Phillips’ choice to go to Kamchatka proved crucial to the success of Disappearing Earth, as it provided the location for a narrative that might not have worked if it were set anywhere else. The book begins with the abduction of two young sisters and explores the ripple effects of their disappearance as the plot spirals outward into the affected community. The region’s geographic separation and often rugged, volcanic terrain made it an ideal closed circuit for Phillips to explore themes of gender and violence.
Beyond the physical aspects of the peninsula, Phillips was also drawn to Kamchatka for its importance in the Cold War and U.S.-Russia relations. The remote region was closed off as a highly secured military base during the 45-year conflict between the two countries. For Phillips, this history helped clarify her role as an American writing about Russia, which was key in successfully telling a story about a place so far from home, both in distance and language.
“In approaching the task of writing, I tried to keep myself in that learning mindset all the time,” Phillips said, “reminding myself that I did not know, that I was ignorant, and that I would have to push myself toward understanding all that I could while recognizing I would never understand everything.”
Phillips says she always knew she wanted to be a writer, but it was at Barnard that the dream became real. “It meant everything to attend an institution that had fostered so many of my favorite authors, from Zora Neale Hurston to Jhumpa Lahiri to Edwidge Danticat,” Phillips said. “Danticat has said about Barnard’s alumnae that ‘these women [who] had gone to Barnard made it seem possible for me to be a writer.’ I absolutely felt the same way.”
Phillips’ contemporaneous classmates also inspired her. “Going to Barnard opened my eyes to a universe of confident, capable, and brave young women who were determined to take charge of their future lives,” Phillips said. “Getting to watch and learn from my classmates’ example for four years changed my life for good.”
It helped, too, that Barnard has a long history of assisting students in attaining Fulbright grants, having been named a top producer of Fulbright students for nine of the past 11 years. More recently, the newly created Beyond Barnard office has served as a critical resource for postgraduate life, streamlining the search for opportunities like the Fulbright scholarship and helping students and alumnae to succeed beyond the gates.

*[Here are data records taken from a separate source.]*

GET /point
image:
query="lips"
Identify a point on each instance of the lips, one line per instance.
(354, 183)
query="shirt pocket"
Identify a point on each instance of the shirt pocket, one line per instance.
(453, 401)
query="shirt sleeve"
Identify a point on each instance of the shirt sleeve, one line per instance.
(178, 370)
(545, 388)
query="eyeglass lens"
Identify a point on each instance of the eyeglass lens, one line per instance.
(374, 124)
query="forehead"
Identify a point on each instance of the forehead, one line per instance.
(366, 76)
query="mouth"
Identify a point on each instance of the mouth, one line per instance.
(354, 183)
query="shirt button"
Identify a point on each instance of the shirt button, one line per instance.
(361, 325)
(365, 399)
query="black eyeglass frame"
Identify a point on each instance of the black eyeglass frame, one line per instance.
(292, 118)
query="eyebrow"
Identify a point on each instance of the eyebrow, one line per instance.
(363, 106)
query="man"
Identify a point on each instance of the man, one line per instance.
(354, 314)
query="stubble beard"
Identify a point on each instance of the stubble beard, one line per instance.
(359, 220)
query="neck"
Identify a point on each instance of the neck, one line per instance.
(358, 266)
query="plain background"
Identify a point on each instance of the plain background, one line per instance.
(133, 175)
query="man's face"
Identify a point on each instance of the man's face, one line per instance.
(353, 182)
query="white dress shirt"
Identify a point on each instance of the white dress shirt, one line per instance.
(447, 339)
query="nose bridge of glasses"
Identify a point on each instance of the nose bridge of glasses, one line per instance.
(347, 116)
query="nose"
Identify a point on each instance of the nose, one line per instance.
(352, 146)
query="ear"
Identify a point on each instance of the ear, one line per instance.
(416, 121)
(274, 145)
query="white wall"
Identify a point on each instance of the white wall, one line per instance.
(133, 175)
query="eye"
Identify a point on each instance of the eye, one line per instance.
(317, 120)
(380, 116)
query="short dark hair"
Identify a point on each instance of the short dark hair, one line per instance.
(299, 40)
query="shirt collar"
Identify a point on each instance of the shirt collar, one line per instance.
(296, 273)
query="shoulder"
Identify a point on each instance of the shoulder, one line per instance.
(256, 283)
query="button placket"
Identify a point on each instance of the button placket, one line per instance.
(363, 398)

Phillips’s next chapter in life will focus on her first child, due in June, and completing her sophomore manuscript. She says her latest work “explores some of the same themes of Disappearing Earth — the intertwining of gender and violence, the impact of social isolation, the potentially healing power of community — in ways that feel new and totally challenging to me.”
"Writing is the best way I know to learn,” Phillips said of her creative process. “I am so grateful for the opportunity to study this language, place, and life, and to process that ongoing study through making up stories.”